Конь нежно погладил девушку по спутавшимся рыжим волосам и покрыл ее мокрое от слез лицо поцелуями, пытаясь встретиться с ней взглядом и хоть как-то привлечь ее внимание.
— Ну-ну, маленькая, все хорошо, — ласково шептал он, крепко обнимая плачущую Нику. — Все позади, ты в безопасности…
Он повторял эти слова до тех пор, пока девушка не перестала судорожно всхлипывать и непонимающе огляделась по сторонам, словно просыпаясь после кошмарного сна. Медленно вытерла слезы трясущимися руками и вновь осмотрела пустую комнату и металлическую раму — все что осталось от Зеркала Правды.
Некоторое время она казалась потерянной и сломленной, бледной и измотанной. Но постепенно дыхание восстанавливалось, а ее взгляд становился осмысленным и даже удивленным.
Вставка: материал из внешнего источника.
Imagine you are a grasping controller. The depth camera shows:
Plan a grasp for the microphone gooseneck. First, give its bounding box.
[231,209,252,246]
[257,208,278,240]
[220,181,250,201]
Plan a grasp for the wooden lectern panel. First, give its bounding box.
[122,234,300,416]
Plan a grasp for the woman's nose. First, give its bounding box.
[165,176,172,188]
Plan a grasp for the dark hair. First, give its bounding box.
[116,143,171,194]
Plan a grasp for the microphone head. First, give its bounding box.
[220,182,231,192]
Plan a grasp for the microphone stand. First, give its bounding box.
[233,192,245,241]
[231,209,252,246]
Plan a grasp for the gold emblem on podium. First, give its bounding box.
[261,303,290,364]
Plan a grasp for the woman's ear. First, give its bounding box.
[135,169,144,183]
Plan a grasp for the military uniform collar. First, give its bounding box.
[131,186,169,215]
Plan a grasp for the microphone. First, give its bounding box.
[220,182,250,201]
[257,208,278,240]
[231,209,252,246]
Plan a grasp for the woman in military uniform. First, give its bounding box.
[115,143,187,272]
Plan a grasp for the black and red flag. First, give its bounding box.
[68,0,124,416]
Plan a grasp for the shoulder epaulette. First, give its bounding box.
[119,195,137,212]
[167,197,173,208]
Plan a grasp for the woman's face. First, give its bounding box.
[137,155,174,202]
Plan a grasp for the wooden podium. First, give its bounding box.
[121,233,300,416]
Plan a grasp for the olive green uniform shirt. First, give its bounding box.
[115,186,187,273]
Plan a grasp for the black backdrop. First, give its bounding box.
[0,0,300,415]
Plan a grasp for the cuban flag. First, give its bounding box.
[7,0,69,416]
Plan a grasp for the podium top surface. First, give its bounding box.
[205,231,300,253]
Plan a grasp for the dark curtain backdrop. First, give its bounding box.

— Как ты смог? — хрипло спросила Ника, крепко держась за руки Макса так, словно могла упасть в любой момент и едва стояла на ногах. — Я даже не поняла, в какой момент мы оказались в нужном месте… все просто плыло перед глазами, я едва могла дышать…
Мужчина нехорошо усмехнулся.
— Как я и сказал — им тут над пропагандой и распространением дезинформации еще работать и работать, — Макс погладил девушку по плечам, но увидев растерянное выражение на ее лице, пояснил с улыбкой: — Мне с самой юности рассказывали, что моя работа — фуфло. Что я агрессор, что тупой солдафон, что моя жизнь ничего не стоит и вообще я разменная монета в политических играх. Думаешь, за все эти годы я не слышал этих речей? Меня не пытались враги убедить сложить оружие, сдаться, прекратить? Никто не старался уверить меня в собственной никчемности и бесполезности? Да сотни и тысячи раз! Из каждого утюга только об этом и говорят. С годами ты вырабатываешь к этому иммунитет. И спокойно продолжаешь делать то, что должен и во что веришь. Ну ладно, не прямо спокойно, все равно, конечно, цепляет. Но уже не деморализует.
Макс ехидно осмотрел пустую металлическую конструкцию, в которой когда-то стояло Зеркало Правды, и пожал плечами.